1)Find the concentration of H2X
2)Find the pH of the initial H2X solution(before being mixed with KOH)?
Work:
I took the concentration of H2X as c(moldm-3)
As KOH is a strong base I considered that it reacts completely with H2X.
When they are mixed together their volumes get double so their concentrations become half of the initial values.
H2X(aq) + KOH(aq) -----> KHX(aq) + H2O(l)
After the reaction the concentrations of H2X and KHX are respectively [ (C/2) - 0.1)] and (0.1) M
When applied to ka1 equation we get the C= 1*(10)^-3 M
2) as ka2 is much smaller than ka1 we can neglect ka2.
H2X <=====> H+ + HX- (all are in aqueous form)
After ionization , by applying values in ka1 equation again,we get pH of the initial solution as 4.
Am I correct in the process?
Yes
I Believe so
Thank you very much Emily! And if we titrate 25cm^3 of the final solution with 0.1 M HCl,using Me.O as the indicator,is there any reaction taking place?
I think no as they are both acids(KOH is reacted completely) and the concentrations of OH- we get from hydrolysis of water is a very low value (1*10^-7 M) and also the Concentrations of other ions such as KHS X2- are too small to react with HCl of 0.1 M
What do you think?
I think you are VERY close but not quite there.
For 1,I think you substituted into Ka1 to solve for C but in reality I think you should have used the Henderson-Hasselbalch equation because you have formed a buffer with KHX and H2X.
pH = pKa1 + log (base)/(acid)
7 = 5 + log(0.1/c/2)
7 = 5 + log(0.2/c) and go from there. I get c = 0.002 but you should confirm that.
For 2, then, since C is not 0.001 M you need to recalculate pH. I didn't calculate it but you MAY need to use a quadratic since 0.002 and ka1 are close. Now for the follow up you asked Emily. YES, if you add HCl to KHX it will titrate it to the MO end point.
KHX + HCl ==> HCl + H2X
In fact, that's how you titrate Na2CO3. You add phenolphthalein and titrate to the first end point(you have NaHCO3 there), then you add methyl orange indicator and titrate to the second end point where you form H2O and CO2 (from H2CO3). You can determine mixtures of NaHCO3 and Na2CO3 this way. If you have follow up questions I suggest you post a NEW question to get it closer to the top.
Thank you very much DrBob222.I totally forgot about the Henderson equation!

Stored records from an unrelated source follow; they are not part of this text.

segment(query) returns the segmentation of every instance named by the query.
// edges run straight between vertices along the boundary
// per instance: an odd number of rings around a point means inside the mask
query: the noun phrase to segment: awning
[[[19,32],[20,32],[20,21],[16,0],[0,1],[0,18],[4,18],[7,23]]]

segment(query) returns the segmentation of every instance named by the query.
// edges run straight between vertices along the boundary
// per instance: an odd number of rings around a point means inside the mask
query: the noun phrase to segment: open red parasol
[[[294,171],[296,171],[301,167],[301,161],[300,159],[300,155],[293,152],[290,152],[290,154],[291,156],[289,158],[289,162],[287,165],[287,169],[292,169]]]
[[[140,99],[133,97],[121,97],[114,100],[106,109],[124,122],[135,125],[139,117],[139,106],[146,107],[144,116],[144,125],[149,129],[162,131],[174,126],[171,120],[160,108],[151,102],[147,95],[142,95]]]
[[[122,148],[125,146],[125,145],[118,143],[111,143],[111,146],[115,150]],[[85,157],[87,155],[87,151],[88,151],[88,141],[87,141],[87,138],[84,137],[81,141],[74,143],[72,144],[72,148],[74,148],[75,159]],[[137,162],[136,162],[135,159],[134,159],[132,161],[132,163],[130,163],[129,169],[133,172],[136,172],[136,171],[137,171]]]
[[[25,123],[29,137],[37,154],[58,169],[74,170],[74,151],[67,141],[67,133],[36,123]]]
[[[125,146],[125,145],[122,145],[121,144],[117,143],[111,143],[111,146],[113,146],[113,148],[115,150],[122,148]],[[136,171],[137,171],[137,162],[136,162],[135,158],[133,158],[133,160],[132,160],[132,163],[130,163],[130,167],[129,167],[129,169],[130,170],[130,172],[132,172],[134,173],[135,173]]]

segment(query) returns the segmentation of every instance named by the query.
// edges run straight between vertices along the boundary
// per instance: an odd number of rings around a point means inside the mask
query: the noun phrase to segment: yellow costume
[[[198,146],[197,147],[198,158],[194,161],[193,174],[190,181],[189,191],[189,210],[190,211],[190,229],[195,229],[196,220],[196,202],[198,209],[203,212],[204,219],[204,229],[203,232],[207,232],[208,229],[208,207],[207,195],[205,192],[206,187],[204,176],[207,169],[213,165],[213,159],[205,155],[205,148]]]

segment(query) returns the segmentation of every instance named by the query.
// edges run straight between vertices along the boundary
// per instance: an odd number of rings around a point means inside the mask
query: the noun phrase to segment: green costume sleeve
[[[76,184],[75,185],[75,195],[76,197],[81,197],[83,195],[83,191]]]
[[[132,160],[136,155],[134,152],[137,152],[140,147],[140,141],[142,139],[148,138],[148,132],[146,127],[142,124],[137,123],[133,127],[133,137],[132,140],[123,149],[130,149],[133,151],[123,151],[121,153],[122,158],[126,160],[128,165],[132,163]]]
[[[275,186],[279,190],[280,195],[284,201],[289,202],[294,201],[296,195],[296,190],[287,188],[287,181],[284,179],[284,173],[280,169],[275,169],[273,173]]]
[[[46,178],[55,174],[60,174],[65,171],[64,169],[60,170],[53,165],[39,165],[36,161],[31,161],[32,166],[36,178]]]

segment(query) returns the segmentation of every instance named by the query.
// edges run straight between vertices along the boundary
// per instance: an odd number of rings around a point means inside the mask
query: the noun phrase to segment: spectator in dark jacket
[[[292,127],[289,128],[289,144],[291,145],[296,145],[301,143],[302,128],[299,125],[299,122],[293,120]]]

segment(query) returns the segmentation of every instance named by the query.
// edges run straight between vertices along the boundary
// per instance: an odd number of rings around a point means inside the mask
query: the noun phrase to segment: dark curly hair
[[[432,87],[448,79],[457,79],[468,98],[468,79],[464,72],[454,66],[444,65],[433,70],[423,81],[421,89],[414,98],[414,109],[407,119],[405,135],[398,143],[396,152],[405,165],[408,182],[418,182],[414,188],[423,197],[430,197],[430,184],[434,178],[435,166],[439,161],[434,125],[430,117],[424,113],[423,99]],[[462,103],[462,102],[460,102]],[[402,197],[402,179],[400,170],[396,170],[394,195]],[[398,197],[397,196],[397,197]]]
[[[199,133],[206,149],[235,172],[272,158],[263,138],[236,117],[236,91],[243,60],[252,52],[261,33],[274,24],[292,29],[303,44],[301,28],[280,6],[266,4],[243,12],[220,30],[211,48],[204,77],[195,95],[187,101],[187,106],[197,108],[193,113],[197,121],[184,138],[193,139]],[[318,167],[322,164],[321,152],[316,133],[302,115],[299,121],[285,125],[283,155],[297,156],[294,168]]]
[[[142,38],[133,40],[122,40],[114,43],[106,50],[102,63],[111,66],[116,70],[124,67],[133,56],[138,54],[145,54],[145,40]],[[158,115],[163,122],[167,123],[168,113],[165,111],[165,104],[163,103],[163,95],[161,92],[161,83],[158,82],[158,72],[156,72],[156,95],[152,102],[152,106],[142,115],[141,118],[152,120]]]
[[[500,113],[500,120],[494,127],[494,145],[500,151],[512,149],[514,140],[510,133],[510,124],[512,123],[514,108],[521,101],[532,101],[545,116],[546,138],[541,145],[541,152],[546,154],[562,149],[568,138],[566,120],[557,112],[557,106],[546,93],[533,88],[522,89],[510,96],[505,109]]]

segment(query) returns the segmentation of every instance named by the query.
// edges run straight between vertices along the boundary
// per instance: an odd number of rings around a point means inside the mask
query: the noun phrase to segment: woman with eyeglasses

I think you cleared out all my doubts.Thank you very much for the help..
Now I'm having doubts. As I think about it I'm suspicious that 0.002 just doesn't sound like a number that would be right. And if you look at 50 cc of 0.002 M H2X reacting with 50 cc of 0.2M KOH,it doesn't make sense that there is KOH left over sine an excess of KOH certainly wouldn't leave a pH of 7. then I think this requires more thought. I believe Im overlooking something here so don't take this answer to the bank. I went to bed and got back up to write this. I'll rethink this tomorrow. It's almost 3 A.M here and I need the sleep. _=)
Thank you very much for your concern on this question in the first place.
And I forgot to include that It is given that the temperature is 25°C.
Again I'm also having doubts.I will wait for your answer and in the mean time I'll try this again.